Predicting clouds will make solar cheaper

An Australian-first solar energy project that uses Cloud Predictive Technology (CPT) to anticipate solar energy output has been launched in Karratha, Western Australia, with $2.3 million in support from the Australian Renewable Energy Agency (ARENA).

The project to supply 1MW of solar energy to the Karratha Airport is being led by renewable energy development company SunEdison Australia and hopes to answer questions about how CPT can make solar generation cheaper and more efficient by reducing or eliminating storage requirements.

ARENA CEO Ivor Frischknecht said the project could also lead to a rise in the number of renewable energy projects in the North West of Australia and beyond.

“It will be the first time cloud predictive technology has been used on a solar PV installation of this size connected to a network,” Mr Frischknecht said.

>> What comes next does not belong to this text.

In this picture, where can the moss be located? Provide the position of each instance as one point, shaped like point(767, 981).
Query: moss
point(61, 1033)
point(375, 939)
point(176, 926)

“Because clouds can lead to a sudden drop in solar output, commercial solar power generation on a smaller network usually has costly storage requirements to ‘smooth out’ supply into the grid. Employing CPT reduces the need for this buffer, meaning solar generation can be installed and operated more cheaply.”

Mr Frischknecht said the airport project received funding because of its alignment with ARENA’s twin objectives of working to reduce the cost and increase the use of renewable energy in Australia.

The project will be connected to the North West Interconnected System (NWIS), Horizon Power’s network servicing Western Australia’s Pilbara mining region.

Mr Frischknecht said while customers on the NWIS experience high electricity prices and the Pilbara region had excellent solar resources, development of renewable projects had been affected by high storage requirements stipulated by the network operator.

“Battery storage can help smooth out energy output and is becoming cheaper as technology advances. However, it is currently a major expense for new projects in the region,” he said.

“This project is aiming to satisfy network requirements with fewer batteries by enhancing storage effectiveness with cloud prediction, potentially opening the door for more renewable energy projects in the region.”